TÜBINGEN/PFULLINGEN/REUTLINGEN. Die Vorwürfe sind unfassbar schrecklich. Ein Mann stößt seinen Kontrahenten im Streit aus dem Fenster. Das Opfer fällt sieben Meter in die Tiefe und bleibt mit vielfachen Knochenbrüchen schwer verletzt auf dem Boden liegen. Der Täter rennt anschließend nach unten, zieht dem wehrlosen Mann die Hose herunter und vergewaltigt ihn. Dies soll am 6. November 2024 vor einer Reutlinger Asylunterkunft geschehen sein. Der Angeklagte muss sich nicht nur deswegen, sondern auch wegen zwei weiterer Taten, die in Pfullingen geschehen sein sollen, vor Gericht verantworten.
Der Fall wird seit Montag vor der Schwurgerichtskammer des Tübinger Landgerichts verhandelt. Die Haupt-Anklagepunkte sind: versuchter Totschlag und Vergewaltigung. Für Staatsanwalt Dr. Florian Fauser kommt für den Angeklagten, der aus Afghanistan stammt, auch die Sicherungsverwahrung in Betracht. Der 30-Jährige stelle eine Gefahr für die Allgemeinheit dar und habe »einen Hang, schwere Straftaten zu begehen«, so Fauser.
Der Angeklagte schweigt
Die Schwurgerichtskammer versucht jetzt, die genaueren Umstände der Tat aufzuklären. Der Angeklagte will dem Gericht dabei aber nicht behilflich sein. Seine Verteidigerin Maria Tunc erklärte am Montag, ihr Mandant, der wegen Drogenhandels und gefährlicher Körperverletzung vorbestraft ist, werde weder zu den Vorwürfen noch zu seiner Person etwas sagen.
Wie sieht die Staatsanwaltschaft die Tat? Nach den bisherigen Erkenntnissen suchte der 30-Jährige am 6. November 2024 die Asylbewerberunterkunft in Reutlingen auf. Der 30-Jährigen sitzt dort in einem Zimmer mit Kumpels zusammen, sie trinken Bier und rauchen Marihuana. Der Alkohol reicht offenbar nicht aus. Der 30-Jährige nimmt einem anderen Mann 50 Euro ab und kauft eine Flasche Wodka. Es wird weiter getrunken.

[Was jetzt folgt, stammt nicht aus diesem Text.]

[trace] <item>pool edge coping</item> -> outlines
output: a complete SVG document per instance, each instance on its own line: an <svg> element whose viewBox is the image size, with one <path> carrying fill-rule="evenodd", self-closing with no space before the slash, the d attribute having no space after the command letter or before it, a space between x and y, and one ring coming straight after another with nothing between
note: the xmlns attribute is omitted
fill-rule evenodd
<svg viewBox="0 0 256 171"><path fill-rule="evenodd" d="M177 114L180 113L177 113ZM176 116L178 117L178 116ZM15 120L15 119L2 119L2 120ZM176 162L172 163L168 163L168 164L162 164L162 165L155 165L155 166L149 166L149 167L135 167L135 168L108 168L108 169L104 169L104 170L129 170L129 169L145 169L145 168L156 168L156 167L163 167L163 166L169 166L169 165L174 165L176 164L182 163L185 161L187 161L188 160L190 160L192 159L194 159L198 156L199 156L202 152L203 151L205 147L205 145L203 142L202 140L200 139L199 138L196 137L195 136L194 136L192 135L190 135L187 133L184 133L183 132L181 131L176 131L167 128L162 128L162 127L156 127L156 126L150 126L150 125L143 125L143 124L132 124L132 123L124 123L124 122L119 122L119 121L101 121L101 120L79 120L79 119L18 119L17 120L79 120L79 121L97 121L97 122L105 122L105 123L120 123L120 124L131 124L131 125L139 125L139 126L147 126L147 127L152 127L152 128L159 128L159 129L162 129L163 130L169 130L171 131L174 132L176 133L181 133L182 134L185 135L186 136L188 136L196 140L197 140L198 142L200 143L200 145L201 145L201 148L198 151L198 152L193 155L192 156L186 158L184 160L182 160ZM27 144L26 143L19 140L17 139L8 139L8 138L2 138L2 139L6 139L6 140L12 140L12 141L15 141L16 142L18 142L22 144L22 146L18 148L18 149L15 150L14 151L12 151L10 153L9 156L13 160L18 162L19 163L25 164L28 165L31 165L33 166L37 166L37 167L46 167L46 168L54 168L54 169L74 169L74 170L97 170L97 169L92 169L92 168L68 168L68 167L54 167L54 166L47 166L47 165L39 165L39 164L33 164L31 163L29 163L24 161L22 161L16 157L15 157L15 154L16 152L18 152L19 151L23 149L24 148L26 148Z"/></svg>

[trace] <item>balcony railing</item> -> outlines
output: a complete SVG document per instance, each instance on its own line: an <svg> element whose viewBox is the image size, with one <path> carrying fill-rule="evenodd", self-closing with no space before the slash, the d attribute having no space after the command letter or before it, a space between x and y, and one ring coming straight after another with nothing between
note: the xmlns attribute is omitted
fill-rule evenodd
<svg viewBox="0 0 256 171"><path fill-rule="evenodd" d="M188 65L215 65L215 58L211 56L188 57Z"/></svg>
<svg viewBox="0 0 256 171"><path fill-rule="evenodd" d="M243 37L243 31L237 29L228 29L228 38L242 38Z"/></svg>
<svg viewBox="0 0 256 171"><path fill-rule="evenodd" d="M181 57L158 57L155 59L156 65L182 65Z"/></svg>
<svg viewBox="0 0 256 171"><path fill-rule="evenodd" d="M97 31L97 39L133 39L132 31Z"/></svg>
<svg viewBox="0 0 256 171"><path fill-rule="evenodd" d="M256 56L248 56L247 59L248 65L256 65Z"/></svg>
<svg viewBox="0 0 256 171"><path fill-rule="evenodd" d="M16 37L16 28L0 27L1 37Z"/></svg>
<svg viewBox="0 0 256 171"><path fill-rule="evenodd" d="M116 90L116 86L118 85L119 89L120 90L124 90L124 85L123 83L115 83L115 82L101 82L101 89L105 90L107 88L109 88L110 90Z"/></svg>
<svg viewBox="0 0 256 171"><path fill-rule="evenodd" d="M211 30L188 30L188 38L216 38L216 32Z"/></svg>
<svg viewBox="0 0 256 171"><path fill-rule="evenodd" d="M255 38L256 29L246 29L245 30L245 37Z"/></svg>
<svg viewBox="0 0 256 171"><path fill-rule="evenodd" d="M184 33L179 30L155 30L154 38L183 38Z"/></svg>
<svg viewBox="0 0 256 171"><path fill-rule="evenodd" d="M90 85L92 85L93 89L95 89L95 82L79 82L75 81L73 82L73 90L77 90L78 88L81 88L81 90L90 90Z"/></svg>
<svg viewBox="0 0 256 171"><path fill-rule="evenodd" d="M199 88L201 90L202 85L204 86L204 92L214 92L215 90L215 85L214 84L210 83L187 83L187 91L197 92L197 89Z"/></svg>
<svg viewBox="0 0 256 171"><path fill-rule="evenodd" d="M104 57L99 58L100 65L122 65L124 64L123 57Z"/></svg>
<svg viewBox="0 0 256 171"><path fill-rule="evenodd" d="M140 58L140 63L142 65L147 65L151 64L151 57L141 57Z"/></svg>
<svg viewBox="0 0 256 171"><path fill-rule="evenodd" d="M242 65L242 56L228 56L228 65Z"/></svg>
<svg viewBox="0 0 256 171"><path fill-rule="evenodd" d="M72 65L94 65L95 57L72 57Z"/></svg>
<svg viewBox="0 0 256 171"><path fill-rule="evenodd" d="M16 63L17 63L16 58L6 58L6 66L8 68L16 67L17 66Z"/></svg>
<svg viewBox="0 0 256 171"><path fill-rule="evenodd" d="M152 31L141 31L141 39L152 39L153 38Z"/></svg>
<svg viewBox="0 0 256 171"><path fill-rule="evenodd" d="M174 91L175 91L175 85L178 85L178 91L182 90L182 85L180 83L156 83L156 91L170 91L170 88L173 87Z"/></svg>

Schwerste Verletzungen beim Opfer
Gegen 18 Uhr kommt es dann zu einem Streit. Der Angeklagte drückt seinen Kontrahenten gegen ein geöffnetes Fenster. Nach Auffassung der Staatsanwaltschaft stößt der 30-Jährige den anderen Mann in Tötungsabsicht mit beiden Händen durch das Fenster. Das Opfer fällt nach unten auf den Betonboden. Die Folgen sind schwerste Verletzungen, wie ein Beckenbruch und ein Riss in der Leber. Für den vor Schmerzen stöhnenden Mann besteht Lebensgefahr.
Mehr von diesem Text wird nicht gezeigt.